Dr. Suess’ How the Grinch Stole Christmas (1966) is no Humbug!

The Two Gay Geeks and our Staff are taking a much needed break from Thanksgiving through the end of the year, but we still wanted to have content for you to read during that time. As such we got busy and watched all of our favorite holiday videos. Some are classics and others are off-beat and loosely associated with the holidays. We hope you enjoy our offerings and that you holiday season is safe, sane, and satisfying.

Dr. Seuss’ How the Grinch Stole Christmas (1966)

How the Grinch Stole Christmas is one of those holiday specials that has become a must watch for us each season. It wasn’t always that way, though. I know from reading up on the history of the film that it was released in 1966 just a few days after Walt Disney died. But, I don’t consciously recall ever watching it until maybe 1969. It must have been competing with something else my parents wanted to watch. But, after that it was pretty much a seasonal watch if we were at home since we moved in late 1969 and then had two televisions in the house. My sister and I would watch what we wanted on the old Black and White TV and my parents watched their “stuff” on the color TV. I watched all of the reruns of Star Trek on that television among other programs that were not on the family watch list.

It wasn’t until after I met Ben and we acquired a DVD of it that we started watching How the Grinch Stole Christmas regularly. That tells you it was well into the late 1990’s even 2000’s before we got the DVD. Since that time it has become a favorite to watch for several reasons I will explain later.

Dr.

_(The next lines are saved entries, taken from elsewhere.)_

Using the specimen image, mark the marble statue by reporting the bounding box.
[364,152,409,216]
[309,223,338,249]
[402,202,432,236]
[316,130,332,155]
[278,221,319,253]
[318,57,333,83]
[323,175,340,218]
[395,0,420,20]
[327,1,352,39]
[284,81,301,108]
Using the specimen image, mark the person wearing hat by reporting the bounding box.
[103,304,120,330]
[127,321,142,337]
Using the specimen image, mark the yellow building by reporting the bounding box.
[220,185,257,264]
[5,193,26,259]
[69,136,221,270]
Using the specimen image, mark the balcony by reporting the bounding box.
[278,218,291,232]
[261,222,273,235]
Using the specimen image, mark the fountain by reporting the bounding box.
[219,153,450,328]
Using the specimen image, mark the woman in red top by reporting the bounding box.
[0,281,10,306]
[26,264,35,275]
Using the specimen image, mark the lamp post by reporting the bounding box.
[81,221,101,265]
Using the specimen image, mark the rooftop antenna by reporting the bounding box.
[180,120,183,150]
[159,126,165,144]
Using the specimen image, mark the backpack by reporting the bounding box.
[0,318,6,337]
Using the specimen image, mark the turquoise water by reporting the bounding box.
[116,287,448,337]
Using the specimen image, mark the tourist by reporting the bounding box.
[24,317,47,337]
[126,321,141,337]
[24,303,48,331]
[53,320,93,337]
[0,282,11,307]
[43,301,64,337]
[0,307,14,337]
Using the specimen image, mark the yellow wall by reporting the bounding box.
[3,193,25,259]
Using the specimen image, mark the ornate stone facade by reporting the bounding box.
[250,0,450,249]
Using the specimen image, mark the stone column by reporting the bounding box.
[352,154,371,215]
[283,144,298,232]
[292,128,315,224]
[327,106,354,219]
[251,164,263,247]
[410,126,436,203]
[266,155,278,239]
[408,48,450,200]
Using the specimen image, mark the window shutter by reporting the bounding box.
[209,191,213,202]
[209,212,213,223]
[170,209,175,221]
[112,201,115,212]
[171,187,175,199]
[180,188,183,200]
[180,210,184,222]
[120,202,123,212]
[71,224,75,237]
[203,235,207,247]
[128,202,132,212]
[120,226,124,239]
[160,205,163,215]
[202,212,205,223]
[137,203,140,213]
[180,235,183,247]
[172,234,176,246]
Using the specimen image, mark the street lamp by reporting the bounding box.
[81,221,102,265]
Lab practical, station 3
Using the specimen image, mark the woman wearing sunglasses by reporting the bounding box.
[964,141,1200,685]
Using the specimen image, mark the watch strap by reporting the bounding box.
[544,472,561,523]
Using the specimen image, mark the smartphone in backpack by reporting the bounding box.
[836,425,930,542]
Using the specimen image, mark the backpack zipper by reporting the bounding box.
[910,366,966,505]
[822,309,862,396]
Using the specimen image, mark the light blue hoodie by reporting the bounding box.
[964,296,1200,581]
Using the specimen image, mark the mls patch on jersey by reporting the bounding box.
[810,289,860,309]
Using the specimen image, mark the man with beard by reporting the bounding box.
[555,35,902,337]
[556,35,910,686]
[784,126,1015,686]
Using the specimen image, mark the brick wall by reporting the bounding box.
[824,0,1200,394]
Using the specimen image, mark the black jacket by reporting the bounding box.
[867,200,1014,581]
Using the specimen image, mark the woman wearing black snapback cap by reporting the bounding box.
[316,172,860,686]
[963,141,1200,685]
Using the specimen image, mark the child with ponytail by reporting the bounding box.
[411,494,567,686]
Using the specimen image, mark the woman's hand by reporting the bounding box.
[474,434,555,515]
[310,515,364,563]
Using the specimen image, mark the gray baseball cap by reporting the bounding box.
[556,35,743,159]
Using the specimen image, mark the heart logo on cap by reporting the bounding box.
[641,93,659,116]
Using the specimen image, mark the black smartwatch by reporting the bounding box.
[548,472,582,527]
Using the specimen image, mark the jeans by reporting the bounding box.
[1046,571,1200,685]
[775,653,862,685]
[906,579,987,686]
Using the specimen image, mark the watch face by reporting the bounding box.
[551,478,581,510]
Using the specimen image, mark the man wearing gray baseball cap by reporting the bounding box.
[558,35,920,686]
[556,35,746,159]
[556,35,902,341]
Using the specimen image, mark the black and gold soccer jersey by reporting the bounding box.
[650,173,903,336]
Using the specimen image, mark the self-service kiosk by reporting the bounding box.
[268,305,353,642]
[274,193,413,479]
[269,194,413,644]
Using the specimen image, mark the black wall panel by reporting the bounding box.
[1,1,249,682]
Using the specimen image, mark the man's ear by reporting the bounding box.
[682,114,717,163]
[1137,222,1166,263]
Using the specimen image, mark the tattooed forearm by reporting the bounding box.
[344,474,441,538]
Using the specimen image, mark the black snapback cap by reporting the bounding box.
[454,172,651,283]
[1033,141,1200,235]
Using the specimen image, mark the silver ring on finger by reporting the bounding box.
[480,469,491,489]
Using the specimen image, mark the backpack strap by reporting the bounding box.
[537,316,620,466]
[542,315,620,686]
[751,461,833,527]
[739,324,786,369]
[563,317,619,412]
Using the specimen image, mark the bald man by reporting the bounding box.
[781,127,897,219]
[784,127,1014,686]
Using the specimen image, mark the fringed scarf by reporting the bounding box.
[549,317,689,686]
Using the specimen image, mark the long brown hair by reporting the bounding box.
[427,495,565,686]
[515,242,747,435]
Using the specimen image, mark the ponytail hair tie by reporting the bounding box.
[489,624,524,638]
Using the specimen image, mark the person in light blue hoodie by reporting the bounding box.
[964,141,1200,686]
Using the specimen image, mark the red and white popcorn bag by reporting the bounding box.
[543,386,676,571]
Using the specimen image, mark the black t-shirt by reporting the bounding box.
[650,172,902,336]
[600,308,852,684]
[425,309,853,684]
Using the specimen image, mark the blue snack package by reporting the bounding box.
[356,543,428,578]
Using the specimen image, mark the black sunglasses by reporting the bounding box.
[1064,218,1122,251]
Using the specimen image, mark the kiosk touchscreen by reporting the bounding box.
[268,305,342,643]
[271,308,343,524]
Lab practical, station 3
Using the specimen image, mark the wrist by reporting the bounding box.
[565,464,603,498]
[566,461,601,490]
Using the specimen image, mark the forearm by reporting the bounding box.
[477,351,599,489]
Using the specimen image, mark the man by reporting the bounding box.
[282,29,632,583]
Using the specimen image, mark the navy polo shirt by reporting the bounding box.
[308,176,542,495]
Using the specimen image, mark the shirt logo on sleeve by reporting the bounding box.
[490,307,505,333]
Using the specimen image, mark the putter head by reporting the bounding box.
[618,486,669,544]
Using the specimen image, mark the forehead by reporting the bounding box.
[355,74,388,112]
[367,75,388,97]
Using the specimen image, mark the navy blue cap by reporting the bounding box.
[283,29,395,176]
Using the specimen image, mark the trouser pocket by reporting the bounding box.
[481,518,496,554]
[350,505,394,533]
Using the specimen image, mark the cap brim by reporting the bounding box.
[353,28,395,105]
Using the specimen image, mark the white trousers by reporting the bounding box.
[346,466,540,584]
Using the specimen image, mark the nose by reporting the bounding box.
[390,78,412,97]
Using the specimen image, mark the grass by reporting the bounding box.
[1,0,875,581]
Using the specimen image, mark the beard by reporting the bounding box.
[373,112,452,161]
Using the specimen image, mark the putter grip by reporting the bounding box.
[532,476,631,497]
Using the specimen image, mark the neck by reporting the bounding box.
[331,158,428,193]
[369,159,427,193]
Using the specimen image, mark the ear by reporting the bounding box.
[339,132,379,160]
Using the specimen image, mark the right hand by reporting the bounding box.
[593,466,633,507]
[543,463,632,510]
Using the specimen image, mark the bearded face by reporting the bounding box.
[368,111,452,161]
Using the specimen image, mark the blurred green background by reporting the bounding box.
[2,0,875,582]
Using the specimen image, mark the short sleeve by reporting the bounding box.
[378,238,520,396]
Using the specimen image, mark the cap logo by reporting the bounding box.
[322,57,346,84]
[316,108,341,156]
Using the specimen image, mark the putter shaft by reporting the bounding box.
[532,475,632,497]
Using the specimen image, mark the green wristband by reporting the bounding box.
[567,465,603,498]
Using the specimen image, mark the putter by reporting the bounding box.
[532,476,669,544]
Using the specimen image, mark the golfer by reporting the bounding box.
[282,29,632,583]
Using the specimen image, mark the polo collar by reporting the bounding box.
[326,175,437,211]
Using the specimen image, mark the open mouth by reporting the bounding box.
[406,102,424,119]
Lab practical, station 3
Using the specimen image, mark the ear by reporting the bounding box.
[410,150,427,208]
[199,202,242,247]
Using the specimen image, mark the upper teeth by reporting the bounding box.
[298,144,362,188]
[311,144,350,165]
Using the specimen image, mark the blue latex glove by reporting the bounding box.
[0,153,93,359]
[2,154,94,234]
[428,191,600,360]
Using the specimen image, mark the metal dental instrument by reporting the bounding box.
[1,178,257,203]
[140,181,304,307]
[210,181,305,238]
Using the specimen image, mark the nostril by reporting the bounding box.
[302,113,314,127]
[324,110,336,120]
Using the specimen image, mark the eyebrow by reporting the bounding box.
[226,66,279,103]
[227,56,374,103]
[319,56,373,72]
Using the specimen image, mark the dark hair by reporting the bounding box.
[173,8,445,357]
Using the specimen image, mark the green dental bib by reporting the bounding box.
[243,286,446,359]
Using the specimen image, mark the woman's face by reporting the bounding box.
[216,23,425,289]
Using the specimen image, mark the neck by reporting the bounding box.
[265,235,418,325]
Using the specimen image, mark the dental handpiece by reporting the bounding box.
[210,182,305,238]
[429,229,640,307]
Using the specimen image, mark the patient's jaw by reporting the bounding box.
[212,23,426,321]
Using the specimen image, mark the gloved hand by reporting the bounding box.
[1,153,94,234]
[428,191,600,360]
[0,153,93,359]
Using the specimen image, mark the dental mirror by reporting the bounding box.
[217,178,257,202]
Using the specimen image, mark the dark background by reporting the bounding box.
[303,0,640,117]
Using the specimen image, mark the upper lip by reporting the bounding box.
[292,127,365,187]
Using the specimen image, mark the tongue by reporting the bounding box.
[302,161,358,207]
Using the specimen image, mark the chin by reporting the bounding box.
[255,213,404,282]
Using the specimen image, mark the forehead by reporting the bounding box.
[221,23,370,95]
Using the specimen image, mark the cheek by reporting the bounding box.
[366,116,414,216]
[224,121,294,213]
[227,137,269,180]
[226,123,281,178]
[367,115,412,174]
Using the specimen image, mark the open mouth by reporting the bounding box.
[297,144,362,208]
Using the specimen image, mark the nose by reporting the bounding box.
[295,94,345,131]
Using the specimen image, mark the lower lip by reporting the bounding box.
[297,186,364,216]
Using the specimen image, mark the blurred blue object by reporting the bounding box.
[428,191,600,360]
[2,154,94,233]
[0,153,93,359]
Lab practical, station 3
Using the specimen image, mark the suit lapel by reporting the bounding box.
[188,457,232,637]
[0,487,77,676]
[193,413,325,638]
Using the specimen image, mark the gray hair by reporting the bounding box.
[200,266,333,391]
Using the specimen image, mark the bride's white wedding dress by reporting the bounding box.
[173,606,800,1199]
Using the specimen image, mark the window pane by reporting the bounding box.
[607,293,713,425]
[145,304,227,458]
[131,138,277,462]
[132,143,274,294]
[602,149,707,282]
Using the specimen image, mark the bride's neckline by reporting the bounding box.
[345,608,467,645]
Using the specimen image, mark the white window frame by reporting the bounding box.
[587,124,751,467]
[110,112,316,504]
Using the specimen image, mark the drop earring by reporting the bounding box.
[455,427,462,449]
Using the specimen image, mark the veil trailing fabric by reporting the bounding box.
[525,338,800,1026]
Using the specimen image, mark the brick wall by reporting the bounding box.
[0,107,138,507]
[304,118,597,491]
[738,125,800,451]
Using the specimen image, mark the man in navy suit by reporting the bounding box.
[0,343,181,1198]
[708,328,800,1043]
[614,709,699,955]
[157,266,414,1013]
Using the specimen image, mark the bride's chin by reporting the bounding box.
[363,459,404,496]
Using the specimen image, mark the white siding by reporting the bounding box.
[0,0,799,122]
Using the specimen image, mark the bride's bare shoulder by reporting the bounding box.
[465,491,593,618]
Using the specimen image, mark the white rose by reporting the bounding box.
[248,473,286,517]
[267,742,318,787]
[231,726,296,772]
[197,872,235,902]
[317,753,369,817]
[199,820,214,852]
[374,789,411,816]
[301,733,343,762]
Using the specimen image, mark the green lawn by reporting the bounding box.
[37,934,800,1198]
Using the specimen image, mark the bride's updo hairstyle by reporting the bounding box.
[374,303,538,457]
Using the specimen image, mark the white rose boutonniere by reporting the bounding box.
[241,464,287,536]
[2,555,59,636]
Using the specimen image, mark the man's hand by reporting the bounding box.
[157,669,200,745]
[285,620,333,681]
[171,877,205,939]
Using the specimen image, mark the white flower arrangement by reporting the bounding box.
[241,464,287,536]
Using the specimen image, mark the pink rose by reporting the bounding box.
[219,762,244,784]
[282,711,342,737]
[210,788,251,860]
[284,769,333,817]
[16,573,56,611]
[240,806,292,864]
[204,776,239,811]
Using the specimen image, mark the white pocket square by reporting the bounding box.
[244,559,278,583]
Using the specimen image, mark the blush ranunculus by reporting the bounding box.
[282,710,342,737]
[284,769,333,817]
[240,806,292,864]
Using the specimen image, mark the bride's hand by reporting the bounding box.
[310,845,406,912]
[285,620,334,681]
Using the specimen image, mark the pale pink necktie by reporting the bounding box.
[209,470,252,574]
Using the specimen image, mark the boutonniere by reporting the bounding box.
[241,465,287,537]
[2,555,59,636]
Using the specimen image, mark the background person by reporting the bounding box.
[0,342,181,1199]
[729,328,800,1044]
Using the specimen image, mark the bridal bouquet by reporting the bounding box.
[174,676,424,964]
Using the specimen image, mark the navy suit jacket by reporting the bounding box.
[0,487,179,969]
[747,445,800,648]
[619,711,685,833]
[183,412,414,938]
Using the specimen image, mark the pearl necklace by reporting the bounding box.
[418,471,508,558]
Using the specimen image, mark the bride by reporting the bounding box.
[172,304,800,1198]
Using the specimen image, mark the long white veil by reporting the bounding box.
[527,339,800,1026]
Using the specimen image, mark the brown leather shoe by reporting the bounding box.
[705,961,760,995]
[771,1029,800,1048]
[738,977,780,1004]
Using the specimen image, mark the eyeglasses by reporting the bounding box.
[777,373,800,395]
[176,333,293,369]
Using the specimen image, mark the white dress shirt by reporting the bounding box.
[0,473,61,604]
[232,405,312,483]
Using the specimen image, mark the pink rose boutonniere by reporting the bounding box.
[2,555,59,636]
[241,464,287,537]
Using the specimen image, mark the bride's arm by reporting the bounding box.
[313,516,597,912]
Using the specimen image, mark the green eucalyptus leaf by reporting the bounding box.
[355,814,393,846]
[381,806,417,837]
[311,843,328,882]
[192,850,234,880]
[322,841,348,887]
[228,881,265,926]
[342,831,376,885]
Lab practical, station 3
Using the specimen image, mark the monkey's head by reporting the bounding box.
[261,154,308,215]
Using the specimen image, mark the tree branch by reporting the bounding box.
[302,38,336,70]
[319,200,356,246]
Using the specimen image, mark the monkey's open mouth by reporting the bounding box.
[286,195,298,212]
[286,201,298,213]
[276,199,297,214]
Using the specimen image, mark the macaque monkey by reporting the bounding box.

Seuss’ How the Grinch Stole Christmas is the story of a green furred creature with a nasty side to him, you might say he was a grumpy old troll. He lives on a mountain top overlooking Who-Ville, a village populated by a group of Who’s of all shapes and sizes, there might even be a Doctor Who…
The who’s down in Who-Ville are a merry bunch and appear to be anathema to the Grinch and his not so well-being. He becomes so agitated by their merry making that he decides to steal everything that has a remote attachment to Christmas. He does this by dressing up in a Santa suit and puts an oversized antler on his dog Max. Down the mountain they fly on a giant sleigh down into Who-Ville to do his E-Vil. He packs up all of their decorations, presents, and food. The only thing left is the hooks and wires that held up the decorations, he even steals the crumb to small for a mouse.

As max attempts to get the sleigh back up the mountain they reach a sheer cliff where they are perched on the precipice and the Grinch hears the Who’s singing their Christmas song. It appears Christmas has come despite his attempts to steal it. It is at this point he discovers the true meaning of Christmas and rides back down into Who-Ville to be apart of the feast where he carves the Roast Beast.

It is a fun story told in typical Dr. Seuss style but some of the more interesting items are in the history of the making of the film. And that is why it has become a favorite. First, there is the narrator who is none other than Boris Karloff, famed horror actor but in real life a very kind and generous man. Chuck Jones was the Director and Producer on the film and wanted Boris Karloff as the narrator. Dr. Seuss (Theodore Geisel) didn’t originally want Karloff as he thought it might be too scary and later changed his mind.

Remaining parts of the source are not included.